Rice and shine

15 February 2010

By Anne Larrass in Haiti.

“Ne bloquez pas, ne bloquez pas!” a CARE distribution coordinator calls out to the giggling crowd of women and girls who have been lining up since 5:30 a.m. to receive their rice.

With no easy way to carry the 50kg bags, women and girls are dropping them every few steps, laughing and shaking their heads at the comedy of the situation.

“Don’t block the path, don’t block the path!” the coordinator shouts, but the more he hurries the women, the more bags drop and the more laughter fills the air.

By 8 a.m., the CARE team has managed to distribute all 800 bags of rice, which, once divided into two, will be able to feed 1,600 families in Delmas, a community within Port-au-Prince, for two weeks.

Aid agencies began distributing food to people immediately after the disaster. However, the desperate instinct to survive in these dire times ended up marginalising the weak. Men regularly jumped the lines, pushing women and the elderly to the back.

To ensure all populations are reached, CARE now only distributes to women as the representatives of their families. While most women are expected to carry their own bags, CARE workers help pregnant women and the elderly reach the edge of the wall-protected distribution area before they are met by male relatives who then help them carry the bags home.

Home these days means a tent or a tarp-covered area, often next to mountains of rubble and complete destruction. These families have lost everything. And while they already had little before January 12th, they now have even less.

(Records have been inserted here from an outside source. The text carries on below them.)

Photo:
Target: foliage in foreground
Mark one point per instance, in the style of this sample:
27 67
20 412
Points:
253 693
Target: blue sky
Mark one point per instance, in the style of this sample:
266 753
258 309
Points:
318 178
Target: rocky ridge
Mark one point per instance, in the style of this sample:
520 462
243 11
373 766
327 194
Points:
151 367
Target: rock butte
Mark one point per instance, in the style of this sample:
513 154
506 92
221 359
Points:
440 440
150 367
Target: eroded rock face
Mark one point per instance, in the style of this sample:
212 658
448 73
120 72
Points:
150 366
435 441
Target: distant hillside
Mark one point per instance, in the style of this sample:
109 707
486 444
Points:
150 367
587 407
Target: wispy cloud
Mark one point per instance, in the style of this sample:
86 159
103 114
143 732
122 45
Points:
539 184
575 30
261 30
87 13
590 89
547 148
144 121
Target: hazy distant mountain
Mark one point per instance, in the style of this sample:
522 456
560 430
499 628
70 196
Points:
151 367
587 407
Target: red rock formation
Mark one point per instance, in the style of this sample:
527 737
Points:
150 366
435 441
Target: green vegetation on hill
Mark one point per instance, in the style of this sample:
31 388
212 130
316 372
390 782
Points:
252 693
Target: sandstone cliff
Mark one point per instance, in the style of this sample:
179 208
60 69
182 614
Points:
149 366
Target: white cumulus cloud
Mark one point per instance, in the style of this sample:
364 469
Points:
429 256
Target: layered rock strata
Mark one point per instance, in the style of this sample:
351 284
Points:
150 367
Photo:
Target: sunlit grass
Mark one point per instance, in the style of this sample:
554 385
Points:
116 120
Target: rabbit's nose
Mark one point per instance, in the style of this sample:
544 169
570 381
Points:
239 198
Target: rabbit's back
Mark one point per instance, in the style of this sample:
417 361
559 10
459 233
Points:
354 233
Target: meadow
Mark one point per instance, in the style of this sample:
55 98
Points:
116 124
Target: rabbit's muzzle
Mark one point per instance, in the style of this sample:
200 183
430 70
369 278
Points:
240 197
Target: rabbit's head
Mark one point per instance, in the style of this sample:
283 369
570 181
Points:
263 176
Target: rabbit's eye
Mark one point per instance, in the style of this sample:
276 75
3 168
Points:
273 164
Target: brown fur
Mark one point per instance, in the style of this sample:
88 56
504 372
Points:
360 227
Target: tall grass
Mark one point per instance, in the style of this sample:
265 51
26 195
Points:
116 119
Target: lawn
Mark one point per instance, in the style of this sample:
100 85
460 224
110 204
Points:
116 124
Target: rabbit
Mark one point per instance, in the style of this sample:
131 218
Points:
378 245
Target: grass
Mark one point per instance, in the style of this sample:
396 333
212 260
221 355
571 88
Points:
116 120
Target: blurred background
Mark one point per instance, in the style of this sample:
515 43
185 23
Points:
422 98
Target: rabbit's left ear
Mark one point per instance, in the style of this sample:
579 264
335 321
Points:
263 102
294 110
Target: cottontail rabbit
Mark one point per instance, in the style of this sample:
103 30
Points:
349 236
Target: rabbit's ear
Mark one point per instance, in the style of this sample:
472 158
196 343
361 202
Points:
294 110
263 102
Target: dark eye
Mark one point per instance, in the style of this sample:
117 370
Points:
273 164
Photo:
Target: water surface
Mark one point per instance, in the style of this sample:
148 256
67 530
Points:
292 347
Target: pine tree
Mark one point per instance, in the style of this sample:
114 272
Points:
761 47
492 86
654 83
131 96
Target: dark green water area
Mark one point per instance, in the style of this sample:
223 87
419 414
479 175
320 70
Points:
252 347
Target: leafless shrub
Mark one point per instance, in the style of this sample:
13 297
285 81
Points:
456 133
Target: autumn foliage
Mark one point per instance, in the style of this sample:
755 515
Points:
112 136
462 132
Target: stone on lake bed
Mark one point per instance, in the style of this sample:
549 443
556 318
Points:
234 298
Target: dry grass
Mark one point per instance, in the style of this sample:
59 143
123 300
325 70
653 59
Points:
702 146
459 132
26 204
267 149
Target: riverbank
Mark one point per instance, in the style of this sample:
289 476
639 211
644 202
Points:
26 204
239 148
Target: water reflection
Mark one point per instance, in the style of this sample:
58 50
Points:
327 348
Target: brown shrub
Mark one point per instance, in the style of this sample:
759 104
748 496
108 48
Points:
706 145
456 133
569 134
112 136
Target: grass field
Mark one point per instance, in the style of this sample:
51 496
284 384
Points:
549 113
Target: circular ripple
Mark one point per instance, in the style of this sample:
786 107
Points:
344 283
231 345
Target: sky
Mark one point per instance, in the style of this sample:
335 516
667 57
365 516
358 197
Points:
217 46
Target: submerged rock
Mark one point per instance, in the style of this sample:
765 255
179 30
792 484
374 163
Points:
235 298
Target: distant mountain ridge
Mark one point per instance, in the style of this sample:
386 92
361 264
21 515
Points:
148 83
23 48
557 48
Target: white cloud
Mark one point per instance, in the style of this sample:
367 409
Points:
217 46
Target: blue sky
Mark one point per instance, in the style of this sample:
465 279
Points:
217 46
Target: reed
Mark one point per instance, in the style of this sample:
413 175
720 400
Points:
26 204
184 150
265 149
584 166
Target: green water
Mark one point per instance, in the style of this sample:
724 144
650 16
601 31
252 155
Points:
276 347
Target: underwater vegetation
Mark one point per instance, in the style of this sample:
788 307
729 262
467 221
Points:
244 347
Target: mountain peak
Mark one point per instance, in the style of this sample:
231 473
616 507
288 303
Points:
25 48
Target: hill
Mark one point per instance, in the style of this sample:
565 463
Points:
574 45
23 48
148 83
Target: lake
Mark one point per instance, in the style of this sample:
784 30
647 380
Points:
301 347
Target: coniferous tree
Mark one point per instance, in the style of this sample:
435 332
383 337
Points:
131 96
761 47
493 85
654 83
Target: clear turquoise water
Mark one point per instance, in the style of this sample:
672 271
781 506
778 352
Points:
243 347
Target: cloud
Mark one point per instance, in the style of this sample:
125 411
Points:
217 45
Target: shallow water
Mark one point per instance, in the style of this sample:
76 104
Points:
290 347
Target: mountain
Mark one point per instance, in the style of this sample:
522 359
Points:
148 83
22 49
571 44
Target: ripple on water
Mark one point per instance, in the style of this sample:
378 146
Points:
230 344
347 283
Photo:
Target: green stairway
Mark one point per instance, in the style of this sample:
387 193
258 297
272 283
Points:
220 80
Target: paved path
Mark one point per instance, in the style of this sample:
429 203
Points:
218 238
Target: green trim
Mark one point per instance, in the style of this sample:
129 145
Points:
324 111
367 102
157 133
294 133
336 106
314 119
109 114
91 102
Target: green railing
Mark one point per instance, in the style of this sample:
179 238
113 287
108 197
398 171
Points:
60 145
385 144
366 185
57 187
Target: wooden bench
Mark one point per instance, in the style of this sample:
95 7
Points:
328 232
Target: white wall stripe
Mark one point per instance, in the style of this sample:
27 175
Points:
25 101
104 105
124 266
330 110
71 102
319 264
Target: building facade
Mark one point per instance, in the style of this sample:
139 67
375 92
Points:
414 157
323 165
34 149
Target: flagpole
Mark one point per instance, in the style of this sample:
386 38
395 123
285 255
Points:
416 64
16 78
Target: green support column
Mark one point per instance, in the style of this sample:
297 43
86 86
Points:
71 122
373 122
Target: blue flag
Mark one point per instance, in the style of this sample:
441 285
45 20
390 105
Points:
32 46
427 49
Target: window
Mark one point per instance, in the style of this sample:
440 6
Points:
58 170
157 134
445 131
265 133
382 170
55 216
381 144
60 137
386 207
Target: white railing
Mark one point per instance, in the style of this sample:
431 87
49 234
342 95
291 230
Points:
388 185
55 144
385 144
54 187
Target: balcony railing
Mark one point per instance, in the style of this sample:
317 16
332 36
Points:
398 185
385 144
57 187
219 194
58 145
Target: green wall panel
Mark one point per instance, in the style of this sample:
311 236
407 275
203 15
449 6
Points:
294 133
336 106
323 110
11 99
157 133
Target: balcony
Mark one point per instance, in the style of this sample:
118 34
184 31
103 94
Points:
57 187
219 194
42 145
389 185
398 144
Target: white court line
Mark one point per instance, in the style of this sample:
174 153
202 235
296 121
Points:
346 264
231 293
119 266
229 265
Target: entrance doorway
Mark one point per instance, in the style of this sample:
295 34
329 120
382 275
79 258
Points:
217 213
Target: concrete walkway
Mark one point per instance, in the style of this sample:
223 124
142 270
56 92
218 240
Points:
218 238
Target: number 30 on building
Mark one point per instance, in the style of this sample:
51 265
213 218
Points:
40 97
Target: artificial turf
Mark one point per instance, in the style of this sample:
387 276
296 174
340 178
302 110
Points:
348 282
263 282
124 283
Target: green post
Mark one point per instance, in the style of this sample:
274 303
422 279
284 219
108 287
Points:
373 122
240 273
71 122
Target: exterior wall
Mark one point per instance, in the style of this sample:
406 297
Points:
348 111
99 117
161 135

It has been one month now since the earthquake decimated pockets of Haïti, killing more than 200,000 people and displacing 1,200,000. But when looking at these women’s faces that morning, it could have been just any other day. Smiling and giggling and wearing colourful clothes, they waited excitedly in line for their bags, holding hands with each other.

Since the earthquake hit, CARE has reached more than 100,000 people through food distributions. In other areas, CARE is distributing shelter kits, newborn kits, hygiene kits, blankets, and building latrines, reaching more than 200,000 people in total.